“It was Buster’s idea. He thought you would like it.”
“That was kind of him.”
“I expect you boys — can I still call you boys — are going to a matinee this afternoon.”
I told her that I had, unfortunately, to catch a train to the country.
“Oh, but that is too sad,” she said, seeming quite cast down. “Where are you making for?” I explained that the journey was to the west of England, where my father was on the staff of a Corps Headquarters. Thinking that the exigencies of army life might in all likelihood be unfamiliar to her, I added something about often finding myself in a place different from that in which I had spent previous holidays.
“I know all about the army,” she said. “My first husband was a soldier. That was ages ago, of course.
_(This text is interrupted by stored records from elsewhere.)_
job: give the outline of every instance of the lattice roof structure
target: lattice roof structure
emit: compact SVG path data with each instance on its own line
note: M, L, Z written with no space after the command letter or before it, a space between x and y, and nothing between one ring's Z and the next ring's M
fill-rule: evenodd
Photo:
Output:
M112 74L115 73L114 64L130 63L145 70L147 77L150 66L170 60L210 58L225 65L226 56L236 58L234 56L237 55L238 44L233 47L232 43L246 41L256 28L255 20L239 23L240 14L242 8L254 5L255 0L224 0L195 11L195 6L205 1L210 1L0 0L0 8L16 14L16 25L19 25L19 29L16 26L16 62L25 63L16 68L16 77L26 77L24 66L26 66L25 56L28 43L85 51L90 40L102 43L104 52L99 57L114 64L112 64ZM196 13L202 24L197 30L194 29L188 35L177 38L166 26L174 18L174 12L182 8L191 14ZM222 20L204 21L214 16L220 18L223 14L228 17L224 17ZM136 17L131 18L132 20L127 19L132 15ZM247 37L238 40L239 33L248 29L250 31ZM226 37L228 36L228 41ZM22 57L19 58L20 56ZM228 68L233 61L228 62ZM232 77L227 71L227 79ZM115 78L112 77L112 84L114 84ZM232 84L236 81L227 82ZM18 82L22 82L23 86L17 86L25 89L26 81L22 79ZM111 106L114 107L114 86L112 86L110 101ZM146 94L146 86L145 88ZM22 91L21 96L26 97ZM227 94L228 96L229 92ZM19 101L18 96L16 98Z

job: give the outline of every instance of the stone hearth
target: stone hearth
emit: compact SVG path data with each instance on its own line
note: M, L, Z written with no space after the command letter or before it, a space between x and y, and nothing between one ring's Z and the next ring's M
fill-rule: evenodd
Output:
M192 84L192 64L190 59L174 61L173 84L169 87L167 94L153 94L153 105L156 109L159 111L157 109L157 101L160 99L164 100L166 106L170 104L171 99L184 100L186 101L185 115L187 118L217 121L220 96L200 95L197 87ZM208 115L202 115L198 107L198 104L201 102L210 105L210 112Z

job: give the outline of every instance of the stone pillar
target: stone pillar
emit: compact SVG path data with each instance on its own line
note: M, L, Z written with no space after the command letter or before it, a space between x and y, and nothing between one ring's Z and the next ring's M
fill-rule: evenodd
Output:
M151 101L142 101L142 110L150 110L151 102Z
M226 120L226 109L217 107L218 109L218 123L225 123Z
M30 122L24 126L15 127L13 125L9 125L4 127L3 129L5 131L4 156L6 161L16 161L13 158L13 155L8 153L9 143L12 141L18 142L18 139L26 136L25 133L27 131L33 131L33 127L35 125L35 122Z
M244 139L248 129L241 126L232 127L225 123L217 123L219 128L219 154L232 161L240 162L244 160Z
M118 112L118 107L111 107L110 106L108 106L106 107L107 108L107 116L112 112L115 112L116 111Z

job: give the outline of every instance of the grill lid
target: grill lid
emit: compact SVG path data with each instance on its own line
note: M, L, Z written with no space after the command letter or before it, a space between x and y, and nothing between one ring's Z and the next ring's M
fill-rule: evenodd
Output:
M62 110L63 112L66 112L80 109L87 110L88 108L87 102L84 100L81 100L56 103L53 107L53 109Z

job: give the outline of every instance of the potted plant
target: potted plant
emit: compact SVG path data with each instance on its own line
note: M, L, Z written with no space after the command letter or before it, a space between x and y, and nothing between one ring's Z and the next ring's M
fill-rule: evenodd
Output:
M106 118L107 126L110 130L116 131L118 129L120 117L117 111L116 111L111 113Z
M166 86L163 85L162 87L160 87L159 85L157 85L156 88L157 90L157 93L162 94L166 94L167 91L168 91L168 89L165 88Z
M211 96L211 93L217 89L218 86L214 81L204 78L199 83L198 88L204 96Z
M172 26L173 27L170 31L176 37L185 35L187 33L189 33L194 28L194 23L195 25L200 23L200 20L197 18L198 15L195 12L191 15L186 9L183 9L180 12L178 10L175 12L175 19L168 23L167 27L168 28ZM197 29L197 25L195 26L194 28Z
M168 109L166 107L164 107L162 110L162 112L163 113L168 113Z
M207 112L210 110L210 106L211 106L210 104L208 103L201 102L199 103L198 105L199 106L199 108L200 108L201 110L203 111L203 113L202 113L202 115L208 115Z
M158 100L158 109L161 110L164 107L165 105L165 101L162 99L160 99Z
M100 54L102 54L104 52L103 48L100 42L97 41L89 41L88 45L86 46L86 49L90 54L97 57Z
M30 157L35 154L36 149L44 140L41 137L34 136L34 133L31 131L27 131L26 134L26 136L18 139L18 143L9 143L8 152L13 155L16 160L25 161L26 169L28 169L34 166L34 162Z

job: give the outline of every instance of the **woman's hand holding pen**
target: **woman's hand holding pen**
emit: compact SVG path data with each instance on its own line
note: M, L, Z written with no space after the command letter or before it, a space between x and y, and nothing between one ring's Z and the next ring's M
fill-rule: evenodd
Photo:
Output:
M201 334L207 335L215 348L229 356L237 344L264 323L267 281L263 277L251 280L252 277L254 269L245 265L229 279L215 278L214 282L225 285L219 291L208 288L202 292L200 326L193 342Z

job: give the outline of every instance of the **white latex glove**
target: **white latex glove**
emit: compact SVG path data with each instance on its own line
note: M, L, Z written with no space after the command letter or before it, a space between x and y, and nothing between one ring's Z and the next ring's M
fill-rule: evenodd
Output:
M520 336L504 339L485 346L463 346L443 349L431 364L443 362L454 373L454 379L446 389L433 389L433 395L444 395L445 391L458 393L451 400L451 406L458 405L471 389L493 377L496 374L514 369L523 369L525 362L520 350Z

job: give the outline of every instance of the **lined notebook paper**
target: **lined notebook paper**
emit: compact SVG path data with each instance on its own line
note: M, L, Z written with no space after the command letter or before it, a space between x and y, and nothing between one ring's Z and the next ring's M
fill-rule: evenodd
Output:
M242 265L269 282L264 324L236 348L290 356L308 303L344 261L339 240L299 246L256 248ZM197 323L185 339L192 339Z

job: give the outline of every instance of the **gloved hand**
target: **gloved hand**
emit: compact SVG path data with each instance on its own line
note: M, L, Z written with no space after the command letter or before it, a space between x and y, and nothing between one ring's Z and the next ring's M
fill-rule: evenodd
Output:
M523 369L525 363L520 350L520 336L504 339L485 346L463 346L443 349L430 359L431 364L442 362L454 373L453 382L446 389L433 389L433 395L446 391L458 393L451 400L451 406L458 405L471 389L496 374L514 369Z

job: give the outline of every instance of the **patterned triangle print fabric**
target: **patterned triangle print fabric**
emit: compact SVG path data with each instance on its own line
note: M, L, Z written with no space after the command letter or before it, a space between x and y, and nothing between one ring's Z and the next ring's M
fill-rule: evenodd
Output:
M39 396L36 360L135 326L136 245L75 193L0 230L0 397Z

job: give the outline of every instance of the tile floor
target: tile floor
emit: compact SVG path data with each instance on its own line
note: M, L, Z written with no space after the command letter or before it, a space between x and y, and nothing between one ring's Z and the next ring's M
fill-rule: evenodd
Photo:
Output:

Even apart from that we had a house on the Curragh, because he used to train his horses there — so that nothing about soldiering is a mystery to me.”
There was something curiously overpowering about her. Now she seemed to have attached the army to herself, like a piece of property rediscovered after lying for long years forgotten. Lord Warrington had, it appeared, commanded a cavalry brigade before he retired. She told stories of the Duke of Cambridge, and talked of Kitchener and his collection of china.
“Are you going to be a soldier too?” she asked.
“No.”
“I think Charles ought. Anyway for a time. But he doesn’t seem awfully keen.”
“No,” said Stringham, “he doesn’t.”
“But your father liked his time in the Grenadiers,” she insisted. “He always said it did him a lot of good.”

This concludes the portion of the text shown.